Lo anterior significa que entre más altas sean las temperaturas ambientales, algunos seres tendrán que adaptarse a temperaturas más calientes.

En el caso del hongo candida auris, observaron que es capaz de crecer y adaptarse a temperaturas mucho más altas que sus parientes filogenéticos, incapaces de tolerar las temperaturas de los mamíferos.

Ahora bien, los hallazgos no revelaron si se trata de un rasgo nuevo; pero notaron que candida auris coloniza la piel fría en lugar del microbioma intestinal que es más caliente.

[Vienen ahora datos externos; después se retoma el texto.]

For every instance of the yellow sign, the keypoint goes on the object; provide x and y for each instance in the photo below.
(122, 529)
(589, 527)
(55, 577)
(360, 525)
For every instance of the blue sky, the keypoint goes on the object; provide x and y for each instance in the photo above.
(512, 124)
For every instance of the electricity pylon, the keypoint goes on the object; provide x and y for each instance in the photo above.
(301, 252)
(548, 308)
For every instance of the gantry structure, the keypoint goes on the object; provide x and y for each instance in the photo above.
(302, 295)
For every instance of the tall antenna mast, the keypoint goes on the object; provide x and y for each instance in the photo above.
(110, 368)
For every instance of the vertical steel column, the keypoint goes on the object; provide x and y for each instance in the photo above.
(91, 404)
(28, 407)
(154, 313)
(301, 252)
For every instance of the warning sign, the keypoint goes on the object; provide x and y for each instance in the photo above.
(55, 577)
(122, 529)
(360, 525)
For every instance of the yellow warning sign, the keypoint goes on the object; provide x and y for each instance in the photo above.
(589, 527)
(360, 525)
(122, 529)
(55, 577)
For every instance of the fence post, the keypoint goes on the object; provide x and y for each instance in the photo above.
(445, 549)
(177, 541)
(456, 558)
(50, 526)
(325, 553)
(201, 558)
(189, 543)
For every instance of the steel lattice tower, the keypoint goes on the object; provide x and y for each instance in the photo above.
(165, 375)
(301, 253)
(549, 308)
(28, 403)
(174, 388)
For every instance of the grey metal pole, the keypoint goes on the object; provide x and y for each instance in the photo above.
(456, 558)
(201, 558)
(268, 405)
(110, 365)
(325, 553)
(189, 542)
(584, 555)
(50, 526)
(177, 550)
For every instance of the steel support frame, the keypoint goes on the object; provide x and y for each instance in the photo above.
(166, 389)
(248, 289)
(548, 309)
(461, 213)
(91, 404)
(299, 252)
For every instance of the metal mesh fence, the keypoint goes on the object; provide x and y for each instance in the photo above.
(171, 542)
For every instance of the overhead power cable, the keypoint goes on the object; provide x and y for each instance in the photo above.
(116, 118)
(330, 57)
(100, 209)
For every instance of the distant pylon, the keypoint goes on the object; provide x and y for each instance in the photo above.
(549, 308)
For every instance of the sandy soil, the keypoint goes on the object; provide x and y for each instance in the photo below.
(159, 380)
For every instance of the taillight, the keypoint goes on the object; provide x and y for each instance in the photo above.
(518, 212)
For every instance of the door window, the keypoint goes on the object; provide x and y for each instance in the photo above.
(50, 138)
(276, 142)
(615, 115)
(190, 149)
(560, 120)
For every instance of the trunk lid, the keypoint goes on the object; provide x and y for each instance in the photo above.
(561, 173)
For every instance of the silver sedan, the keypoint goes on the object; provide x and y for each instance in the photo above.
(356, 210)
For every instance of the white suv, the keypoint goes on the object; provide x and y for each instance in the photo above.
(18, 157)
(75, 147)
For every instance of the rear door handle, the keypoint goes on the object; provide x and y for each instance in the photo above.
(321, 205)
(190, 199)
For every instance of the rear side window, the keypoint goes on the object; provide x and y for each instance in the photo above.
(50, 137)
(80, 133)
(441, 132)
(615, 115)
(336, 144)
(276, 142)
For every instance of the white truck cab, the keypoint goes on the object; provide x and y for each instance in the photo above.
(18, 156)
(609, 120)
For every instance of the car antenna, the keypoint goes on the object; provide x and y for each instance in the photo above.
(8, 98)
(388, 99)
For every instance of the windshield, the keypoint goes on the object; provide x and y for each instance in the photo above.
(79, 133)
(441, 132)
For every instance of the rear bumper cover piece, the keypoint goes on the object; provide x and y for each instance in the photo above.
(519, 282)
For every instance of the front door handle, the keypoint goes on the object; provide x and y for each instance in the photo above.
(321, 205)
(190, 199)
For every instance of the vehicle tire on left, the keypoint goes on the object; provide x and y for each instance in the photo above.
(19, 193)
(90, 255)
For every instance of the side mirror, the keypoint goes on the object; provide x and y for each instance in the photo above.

Esa preferencia por pieles frías sería entonces una muestra consistente de una termotolerancia adquirida recientemente.

Así, esta evolución, y el hecho de que el hongo no puede crecer anaeróbicamente, respaldan la idea de que candida auris dejó de ser un hongo ambiental.

Adaptación

Gracias al sistema inmune y a las temperaturas basales que impiden el crecimiento de hongos, las infecciones fúngicas no suelen ser tan comunes en los humanos.

A pesar de ello, especies como candida auris están demostrado que son capaces de adaptarse a las altas temperaturas.

De seguir esa adaptación, se estiman mayores problemas en el futuro; pues, al parecer, el calentamiento global conduce hacia la selección de linajes fúngicos más tolerantes térmicamente y capaces de romper la zona de restricción de calor en los mamíferos.

Con información de Medical News Today y BBC.